Gabriel's shared items

Wednesday, September 14, 2005

Life in 2 Weeks...

The Reality: In 2 weeks time, my life would be drastically different!
The Reaction: Nay... Nil... Nothing... Numbness...

I don't know... ever since NS, I feel that nothing really excites me anymore... I feel like I'm going through life the same way I bash through the forest behind my PS: mindlessly following him, not feeling anything, not anticipating anything... Just overcoming the obstacles that come my way, and moving forward...

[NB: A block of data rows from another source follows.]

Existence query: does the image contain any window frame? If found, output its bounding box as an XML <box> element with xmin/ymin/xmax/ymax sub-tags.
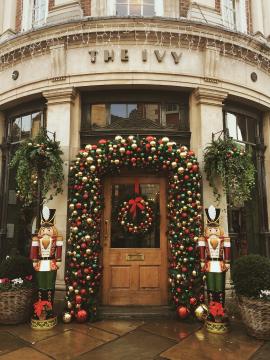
<box><xmin>21</xmin><ymin>0</ymin><xmax>49</xmax><ymax>31</ymax></box>
<box><xmin>221</xmin><ymin>0</ymin><xmax>247</xmax><ymax>34</ymax></box>
<box><xmin>107</xmin><ymin>0</ymin><xmax>164</xmax><ymax>17</ymax></box>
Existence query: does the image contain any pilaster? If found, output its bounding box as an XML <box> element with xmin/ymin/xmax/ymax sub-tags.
<box><xmin>262</xmin><ymin>0</ymin><xmax>270</xmax><ymax>38</ymax></box>
<box><xmin>0</xmin><ymin>0</ymin><xmax>17</xmax><ymax>41</ymax></box>
<box><xmin>251</xmin><ymin>0</ymin><xmax>265</xmax><ymax>35</ymax></box>
<box><xmin>190</xmin><ymin>88</ymin><xmax>228</xmax><ymax>233</ymax></box>
<box><xmin>43</xmin><ymin>88</ymin><xmax>80</xmax><ymax>289</ymax></box>
<box><xmin>47</xmin><ymin>0</ymin><xmax>83</xmax><ymax>24</ymax></box>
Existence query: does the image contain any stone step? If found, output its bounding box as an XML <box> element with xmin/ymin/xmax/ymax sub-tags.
<box><xmin>99</xmin><ymin>306</ymin><xmax>176</xmax><ymax>319</ymax></box>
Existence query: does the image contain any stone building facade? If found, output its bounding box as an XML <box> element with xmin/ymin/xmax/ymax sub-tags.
<box><xmin>0</xmin><ymin>0</ymin><xmax>270</xmax><ymax>298</ymax></box>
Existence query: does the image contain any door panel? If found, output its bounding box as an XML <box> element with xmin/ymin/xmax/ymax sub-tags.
<box><xmin>102</xmin><ymin>177</ymin><xmax>168</xmax><ymax>305</ymax></box>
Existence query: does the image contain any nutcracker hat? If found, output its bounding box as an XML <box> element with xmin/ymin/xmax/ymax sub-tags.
<box><xmin>41</xmin><ymin>206</ymin><xmax>56</xmax><ymax>227</ymax></box>
<box><xmin>205</xmin><ymin>205</ymin><xmax>220</xmax><ymax>226</ymax></box>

Occassionally I glimpse myself doing things in Cambridge, and I go through a quick spasm when I realise that that's going to be my reality in 2 weeks time. But, most other time, I'm still quite emotionally oblivous to the fact that I'm going to Cambridge... K-K-K-KAMBRIDGE leh! Like, the father of modern mathematics did his work there, Stephen Hawkings is there, I'm going there, and I don't feel the least bit excited?!?!

2 weeks seems so damn near! 2 Weeks before POP'ed, I was beginning to pack my belongings from the cupboard. Way before the second last week of school, I was feeling nostelgic, and telling myself to cherish the time I'm spending in the school with my friends, and teachers... 2 weeks before army, I was depressed and dreading the prospect of a grim, uncertain, tough two years.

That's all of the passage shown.